Weyl Fermions in antiferromagnetic Mn(3)Sn and Mn(3)Ge

TL;DR

This paper investigates the electronic structure of antiferromagnetic Mn(3)Sn and Mn(3)Ge, revealing Weyl points that explain their large anomalous Hall effects and associated transport properties.

Contribution

It provides the first ab initio identification of Weyl points in Mn(3)Sn and Mn(3)Ge, linking them to observed large anomalous Hall conductivities.

Findings

Weyl points are located below the Fermi energy in Mn(3)Sn and Mn(3)Ge.

Large Berry flux 'hot spots' at the Fermi surface are caused by Weyl nodes.

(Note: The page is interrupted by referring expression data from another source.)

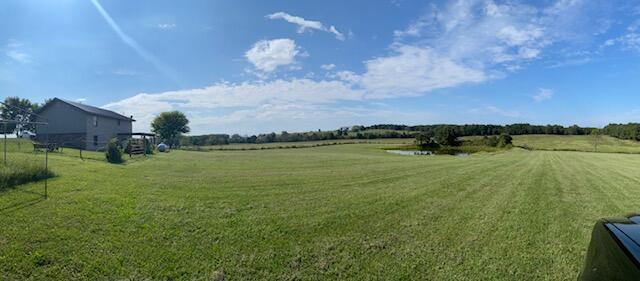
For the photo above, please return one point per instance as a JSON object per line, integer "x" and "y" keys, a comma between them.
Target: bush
{"x": 114, "y": 155}
{"x": 504, "y": 140}
{"x": 148, "y": 147}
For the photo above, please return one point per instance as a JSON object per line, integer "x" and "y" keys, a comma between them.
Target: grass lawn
{"x": 577, "y": 143}
{"x": 331, "y": 212}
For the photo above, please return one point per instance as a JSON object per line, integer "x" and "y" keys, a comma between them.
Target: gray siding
{"x": 107, "y": 129}
{"x": 70, "y": 126}
{"x": 63, "y": 119}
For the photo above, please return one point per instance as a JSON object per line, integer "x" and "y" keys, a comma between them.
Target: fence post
{"x": 5, "y": 144}
{"x": 46, "y": 170}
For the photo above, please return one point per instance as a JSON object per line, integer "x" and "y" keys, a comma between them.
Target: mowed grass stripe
{"x": 338, "y": 212}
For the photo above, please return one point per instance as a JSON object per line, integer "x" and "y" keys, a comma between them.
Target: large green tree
{"x": 446, "y": 135}
{"x": 20, "y": 110}
{"x": 169, "y": 126}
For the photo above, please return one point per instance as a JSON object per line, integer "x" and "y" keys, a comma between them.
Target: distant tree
{"x": 423, "y": 140}
{"x": 446, "y": 135}
{"x": 597, "y": 137}
{"x": 20, "y": 110}
{"x": 170, "y": 126}
{"x": 490, "y": 141}
{"x": 113, "y": 153}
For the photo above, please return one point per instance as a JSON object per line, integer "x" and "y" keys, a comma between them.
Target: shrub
{"x": 504, "y": 140}
{"x": 114, "y": 155}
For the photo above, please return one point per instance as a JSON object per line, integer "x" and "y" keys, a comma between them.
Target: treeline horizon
{"x": 381, "y": 131}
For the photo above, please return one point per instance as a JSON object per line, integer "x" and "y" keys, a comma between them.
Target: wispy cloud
{"x": 494, "y": 110}
{"x": 13, "y": 51}
{"x": 453, "y": 44}
{"x": 543, "y": 95}
{"x": 144, "y": 54}
{"x": 328, "y": 66}
{"x": 267, "y": 55}
{"x": 166, "y": 26}
{"x": 304, "y": 25}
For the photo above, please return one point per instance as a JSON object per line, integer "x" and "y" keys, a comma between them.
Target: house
{"x": 72, "y": 124}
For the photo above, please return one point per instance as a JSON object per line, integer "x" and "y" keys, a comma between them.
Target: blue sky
{"x": 260, "y": 66}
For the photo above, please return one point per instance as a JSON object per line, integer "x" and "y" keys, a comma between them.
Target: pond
{"x": 411, "y": 152}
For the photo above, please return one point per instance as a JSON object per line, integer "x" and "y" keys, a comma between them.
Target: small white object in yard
{"x": 162, "y": 147}
{"x": 27, "y": 135}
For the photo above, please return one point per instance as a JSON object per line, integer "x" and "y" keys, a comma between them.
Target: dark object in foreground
{"x": 614, "y": 251}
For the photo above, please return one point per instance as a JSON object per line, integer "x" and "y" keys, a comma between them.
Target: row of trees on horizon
{"x": 173, "y": 125}
{"x": 623, "y": 131}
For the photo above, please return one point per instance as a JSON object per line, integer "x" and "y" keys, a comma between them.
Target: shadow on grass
{"x": 21, "y": 205}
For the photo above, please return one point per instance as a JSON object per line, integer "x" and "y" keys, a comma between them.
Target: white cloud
{"x": 328, "y": 66}
{"x": 457, "y": 43}
{"x": 240, "y": 98}
{"x": 304, "y": 25}
{"x": 18, "y": 56}
{"x": 494, "y": 110}
{"x": 414, "y": 70}
{"x": 166, "y": 26}
{"x": 543, "y": 95}
{"x": 13, "y": 50}
{"x": 267, "y": 55}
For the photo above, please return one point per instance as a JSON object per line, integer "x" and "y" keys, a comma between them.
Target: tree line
{"x": 630, "y": 131}
{"x": 388, "y": 131}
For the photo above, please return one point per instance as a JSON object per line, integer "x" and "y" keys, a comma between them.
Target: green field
{"x": 332, "y": 212}
{"x": 576, "y": 143}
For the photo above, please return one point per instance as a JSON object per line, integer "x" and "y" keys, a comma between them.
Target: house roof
{"x": 88, "y": 109}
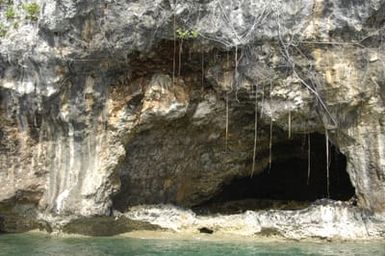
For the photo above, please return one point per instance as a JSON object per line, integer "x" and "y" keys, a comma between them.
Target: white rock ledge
{"x": 325, "y": 219}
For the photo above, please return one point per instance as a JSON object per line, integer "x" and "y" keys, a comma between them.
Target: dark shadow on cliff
{"x": 286, "y": 184}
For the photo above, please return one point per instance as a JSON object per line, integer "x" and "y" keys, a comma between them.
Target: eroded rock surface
{"x": 107, "y": 105}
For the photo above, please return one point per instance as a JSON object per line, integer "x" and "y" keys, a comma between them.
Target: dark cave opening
{"x": 286, "y": 185}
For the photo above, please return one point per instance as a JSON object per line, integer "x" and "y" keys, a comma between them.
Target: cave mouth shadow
{"x": 285, "y": 185}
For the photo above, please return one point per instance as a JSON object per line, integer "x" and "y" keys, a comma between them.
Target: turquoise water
{"x": 36, "y": 244}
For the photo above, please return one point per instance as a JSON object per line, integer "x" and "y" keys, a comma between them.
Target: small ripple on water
{"x": 38, "y": 244}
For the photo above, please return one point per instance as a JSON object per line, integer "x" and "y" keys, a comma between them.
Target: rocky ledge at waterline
{"x": 105, "y": 106}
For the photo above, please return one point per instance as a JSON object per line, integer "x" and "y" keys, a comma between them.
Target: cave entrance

The electronic structure explains the large anomalous Hall effect in these materials.

Abstract

The anomalous Hall effect in the noncollinear antiferromagnetic metals Mn(3)Ge and Mn(3)Sn has been observed after a theoretical prediction made by us (EPL, 108, 67001 (2014)). The experimental values of the anomalous Hall conductivities (AHC) are large as are the theoretical values. Recently measured thermoelectric properties mirror the large AHC and clearly show that the transport is by quasiparticles at the Fermi energy. We here make an attempt to unravel the origin of the large AHC and propose that both Mn(3)Sn and Mn(3)Ge host Weyl points, which were recently discovered in semimetals. For this purpose we determine the electronic structure ab initio in the local spin-density functional approximation. The Weyl points are found to occur below the Fermi energy and we argue that spots of large Berry flux ('hot spot') that are seen at the Fermi surface are produced by the Weyl nodes.